Rintisan itu terdengar. Sang empunya meringis kecil merasakan sakit di bahunya.

Ia memejamkan matanya sejenak, berusaha untuk menenangkan diri bersamaan dengan rasa sakit yang kian menderanya. Detik berikutnya, derit pintu bersamaan dengan suara derap langkah kaki yang mendekat membuat Rinjani membeku di tempat.

“Apa kepalamu terasa pusing?”

Tubuhnya tersentak ketika suara barusan menyapa indra pendengarannya. Bola matanya membulat, melihat sosok laki-laki bertubuh jangkung, lengkap dengan seragam tentara Belanda yang tengah berjalan mendekat ke arahnya.

“Kau siapa?” Rinjani berangsur mundur, membuat tubuhnya semakin terpojok pada dinding gubuk tua itu. “Tidak! Jangan mendekatiku!”

Laki-laki itu berjongkok dan lantas menyentuh kedua bahu milik Rinjani. ”Tenanglah ... Aku tidak akan menyakitimu.”

Sepersekian detik terus berlalu, namun tak ada pergerakan apa pun dari perempuan itu. Dia tetap menundukkan kepalanya seolah begitu enggan untuk menatapnya.

“Hai, lihat aku!” ujar laki-laki itu. Sebelah tangannya terangkat untuk menyentuh dagu Rinjani. ”Kau tak perlu takut. Tenanglah. Aku tidak akan menyakitimu.”

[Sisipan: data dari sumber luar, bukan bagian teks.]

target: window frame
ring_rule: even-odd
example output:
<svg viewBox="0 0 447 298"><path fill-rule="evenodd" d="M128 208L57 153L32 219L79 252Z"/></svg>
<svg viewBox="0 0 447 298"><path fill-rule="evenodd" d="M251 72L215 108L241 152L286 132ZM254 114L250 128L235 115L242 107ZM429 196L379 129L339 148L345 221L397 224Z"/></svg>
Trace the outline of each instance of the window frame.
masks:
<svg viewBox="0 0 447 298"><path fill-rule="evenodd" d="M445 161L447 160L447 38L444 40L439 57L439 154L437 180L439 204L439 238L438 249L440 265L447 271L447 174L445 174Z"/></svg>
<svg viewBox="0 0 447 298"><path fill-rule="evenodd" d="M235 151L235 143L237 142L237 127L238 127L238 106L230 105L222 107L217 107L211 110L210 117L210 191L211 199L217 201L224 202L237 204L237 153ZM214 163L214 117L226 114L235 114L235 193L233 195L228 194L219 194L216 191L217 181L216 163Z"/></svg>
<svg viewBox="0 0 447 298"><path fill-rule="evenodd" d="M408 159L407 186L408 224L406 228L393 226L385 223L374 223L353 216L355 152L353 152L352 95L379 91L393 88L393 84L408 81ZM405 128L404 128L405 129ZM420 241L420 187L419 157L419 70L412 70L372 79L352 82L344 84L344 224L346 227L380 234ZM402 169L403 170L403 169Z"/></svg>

“Aku tahu kau takut jika seandainya aku berbuat suatu hal buruk padamu. Tapi untuk kali ini saja, cobalah untuk mempercayai seseorang yang kau anggap sebagai musuhmu ini.” Lanjutnya lagi.

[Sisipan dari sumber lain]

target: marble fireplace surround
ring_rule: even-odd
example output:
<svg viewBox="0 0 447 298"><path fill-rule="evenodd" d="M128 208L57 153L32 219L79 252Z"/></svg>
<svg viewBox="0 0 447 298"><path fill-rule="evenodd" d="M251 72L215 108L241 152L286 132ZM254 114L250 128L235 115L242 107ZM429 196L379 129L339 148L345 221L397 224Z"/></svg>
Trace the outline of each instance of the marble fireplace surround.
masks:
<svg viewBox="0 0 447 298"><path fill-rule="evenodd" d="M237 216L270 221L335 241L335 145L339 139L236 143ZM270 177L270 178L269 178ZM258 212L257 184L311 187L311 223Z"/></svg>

Rinjani terdiam sejenak, batinnya terus bersuara mengutarakan berbagai macam pertanyaan yang bersarang di pikirannya.

“Aku Jeandra. Kau boleh memanggilku Jean.”

Rinjani hanya diam seraya mengamati seragam yang dipakai oleh laki-laki itu. Terdapat beberapa atribut yang cukup asing di matanya, serta sejumlah pangkat jabatan yang terpasang rapi di bajunya.

“Pangkat ini?” Jeandra menunjuk salah satu simbol pangkat di bajunya. “Aku adalah seorang Kolonel Jenderal tentara Belanda. Tapi kau tak perlu takut. Aku tak akan melukaimu. Aku justru yang semalam menyelamatkanmu dari salah seorang pasukan tentara Belanda yang hampir melecehkanmu.”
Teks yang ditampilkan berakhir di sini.